Poi: forse l’Ucraina è persa e se dovesse succedere, saranno in tanti in Europa a tirare un sospiro di sollievo, perché forse calerà il prezzo dell’energia e perché, in fondo, Zelensky era solo un pazzo a non sottomettersi; tutti i paesi dell’ex-blocco sovietico torneranno invece a tribolare. Se poi cade la Nato, così detestata dall’estrema sinistra e dai pacifisti, come, del resto, da Trump, cosa succederà dell’Europa? E poi Taiwan, i curdi, eccetera eccetera. Le reazioni a catena sono partite. Infine Israele è diventato il paese più odiato al mondo, e non per un antisemitismo considerato sempiterno, ma per l’accanimento con cui ha colpito, non solo Hamas, cosa del tutto legittima e giusta, ma tutto il popolo palestinese e per l’ormai evidente volontà di annettersi la Cisgiordania (si veda il video che ci ha mandato da Israele l’amico Jeff Halper su quel che succede là). Allora Israele diventerà in tutto e per tutto un Sudafrica e solo dei pazzi possono pensare che così sarà più al sicuro. La giornata della memoria comunque è distrutta e certamente esiste il rischio che l’odio per una destra israeliana fascista si rivolga contro gli ebrei. Sarebbe orribile. Ci è venuta a cercare una maestra per chiederci se potevamo andare nella sua terza a parlare degli ebrei. Era molto cupa, angosciata. Le abbiamo detto che noi avremmo potuto parlare della persecuzione, ma non a una terza elementare. Lei ovviamente ha condiviso e ha chiesto se conoscevamo qualcuno capace almeno di spiegare ai bambini chi sono gli ebrei. Le abbiamo domandato cos’era successo e ci ha detto che “tre bambine musulmane avevano parlato in classe”. Certamente questo sarà avvenuto nelle elementari di tutto il mondo perché ovunque, eccetto forse che in Israele, sono passate le immagini di quei piccoli fagotti bianchi. è una catastrofe, non solo per Israele, ma per tutti noi che sulla memoria della Shoah volevamo unire l’Europa.

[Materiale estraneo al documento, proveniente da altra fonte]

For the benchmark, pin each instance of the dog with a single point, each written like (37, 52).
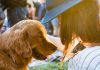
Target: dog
(26, 39)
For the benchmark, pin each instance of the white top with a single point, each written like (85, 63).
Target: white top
(88, 59)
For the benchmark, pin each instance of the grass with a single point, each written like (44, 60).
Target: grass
(51, 66)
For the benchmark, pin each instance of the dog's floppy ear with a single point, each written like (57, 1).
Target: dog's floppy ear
(20, 44)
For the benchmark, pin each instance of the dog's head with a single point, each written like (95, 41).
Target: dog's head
(28, 38)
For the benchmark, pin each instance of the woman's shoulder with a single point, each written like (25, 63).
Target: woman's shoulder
(88, 59)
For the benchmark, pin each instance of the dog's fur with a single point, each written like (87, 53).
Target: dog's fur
(20, 43)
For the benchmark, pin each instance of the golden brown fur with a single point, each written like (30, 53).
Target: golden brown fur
(20, 43)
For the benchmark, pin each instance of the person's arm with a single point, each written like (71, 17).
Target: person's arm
(57, 42)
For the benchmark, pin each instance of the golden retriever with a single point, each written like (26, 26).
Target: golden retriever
(20, 43)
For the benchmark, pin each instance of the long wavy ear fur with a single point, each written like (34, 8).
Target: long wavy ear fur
(20, 43)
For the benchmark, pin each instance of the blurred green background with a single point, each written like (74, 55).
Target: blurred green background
(51, 66)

Cos’altro possiamo fare oltre a sperare di sbagliarci a prevedere il peggio? Una rivista con 700 abbonati, per di più di carta? Verrebbe da ridere per non piangere. Però se con i tanti che fanno cose piccole casomai talvolta ci incontrassimo per parlare e scambiarci le idee, allora, forse, un contributo potremmo darlo. Nel messaggio un po’ disperato mandato agli abbonati abbiamo riportato una citazione da una lettera che nel ’47 Nicola Chiaromonte scrisse da New York ad Andrea Caffi: Si parlava del “che fare”. Mi ha colpito Camus insistere sulla necessità di creare una “società nella società”. Uomini legati da una solidarietà materiale spontanea, che conducono una vita semplice e modesta... Sì, questo lo possiamo fare: vivere da socialisti già da ora dando l’esempio. Vittorio Foa, poco tempo prima di morire, ci disse che ormai non c’era altro da fare che dare l’esempio.
Poi, certo, se ce la facciamo economicamente, possiamo continuare a fare la rivista. Per la “politica grande”, possiamo intervistare chi se ne intende più di noi. Qui a seguire, riportiamo le prime riflessioni degli amici di “Dissent”. Quindi continueremo a fare interviste. Su questo ci possiamo impegnare di più. E, a tal proposito, ci piacerebbe molto intervistare quel signore qui a fianco, dal viso dolce e bello. Sulla sua vita e sul perché di quel berretto.